Comment faire payer le dirigeant d’une société en liquidation ? C’est une tentation forte, surtout quand le dirigeant rouvre une autre société, avec une activité similaire, après avoir laissé une ardoise à ses fournisseurs. Dans la pratique, les conditions pour mettre le passif de la société à la charge des dirigeants ou administrateurs sont difficiles à réunir.

1. La condition de la faute de gestion

Selon l’article L651-2 du Code de Commerce, il faut prouver une faute de gestion du dirigeant pour qu’il soit condamné à prendre en charge l’insuffisance d’actif. La simple négligence ne suffit pas. De plus, il doit y avoir une relation de causalité entre la faute de gestion et la mise en liquidation judiciaire de la société. C’est au liquidateur de la société qu’il revient d’engager l’action en responsabilité des dirigeants de droit ou de fait; le ministère public peut également le faire.
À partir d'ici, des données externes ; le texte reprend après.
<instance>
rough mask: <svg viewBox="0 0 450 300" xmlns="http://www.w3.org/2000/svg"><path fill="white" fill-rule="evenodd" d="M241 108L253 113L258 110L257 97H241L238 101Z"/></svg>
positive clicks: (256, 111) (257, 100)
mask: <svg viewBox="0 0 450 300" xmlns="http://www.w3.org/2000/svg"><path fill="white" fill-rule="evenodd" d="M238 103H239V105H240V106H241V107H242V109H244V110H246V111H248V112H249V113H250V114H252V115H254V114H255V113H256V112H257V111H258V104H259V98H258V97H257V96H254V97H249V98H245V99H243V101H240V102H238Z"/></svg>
Le Tribunal peut aussi être saisi par la majorité des créanciers, nommés contrôleurs.

2. Qu’est-ce qu’une faute de gestion ?

Il existe une abondante jurisprudence pour caractériser la faute de gestion, justifiant une action en comblement de passif. Citons le cas d’un dirigeant présent dans son entreprise un seul jour par semaine, et qui délègue ses pouvoirs à des collaborateurs dont il sait qu’ils sont incompétents. De même, ne pas apporter les fonds propres nécessaires pour assurer l’exploitation dans des conditions normales, et ne pas y remédier, est une faute de gestion, tout comme distribuer un dividende important alors que la société vient de perdre un important client, ce qui va entrainer des pertes, et qu’il existe des dettes sociales et fiscales importantes. Le rôle d’un administrateur comporte également un risque : accepter le poste pour rendre service au dirigeant sans se préoccuper de la bonne marche de l’entreprise a été jugé comme constitutif d’une faute de gestion.
Par contre, les conséquences de la mauvaise conjoncture économique n’entrainent pas une faute de gestion, par exemple si des clients importants font défaut. Ont également été exonérés des administrateurs ayant des liens familiaux étroits avec le dirigeant unique, et qui n’ont pas disposé des informations nécessaires.

3. Comment faire ?

Dans la pratique, les possibilités d’action sont assez complexes à mettre en oeuvre. Le liquidateur va s’assurer que les montants en jeu soient suffisants pour justifier l’action. Il va donc examiner la situation des dirigeants et administrateurs incriminés, pour évaluer si l’action en comblement de passif permettra réellement de saisir des actifs. Gardons à l’esprit que la procédure va être longue, car les dirigeants poursuivis vont se défendre, et l’affaire pourra remonter jusqu’à la Cour de Cassation. Dans d’autres cas, ce sont des créanciers, notamment bancaires, qui déclenchent l’action, sachant qu’ils ont souvent par ailleurs des garanties personnelles des dirigeants de la société en liquidation.
Dans les années 1990, la faillite de la Banque Pallas – Stern, constituée avec un tour de table prestigieux, avait été un scandale retentissant. La mise en examen des principaux dirigeants, qui se vantaient d’avoir le plus beau conseil d’administration de la place, avait signé la fin d’une époque, caractérisée par le capitalisme de connivence. Une transaction avec les actionnaires de la banque avait abouti à une indemnisation partielle des créanciers obligataires.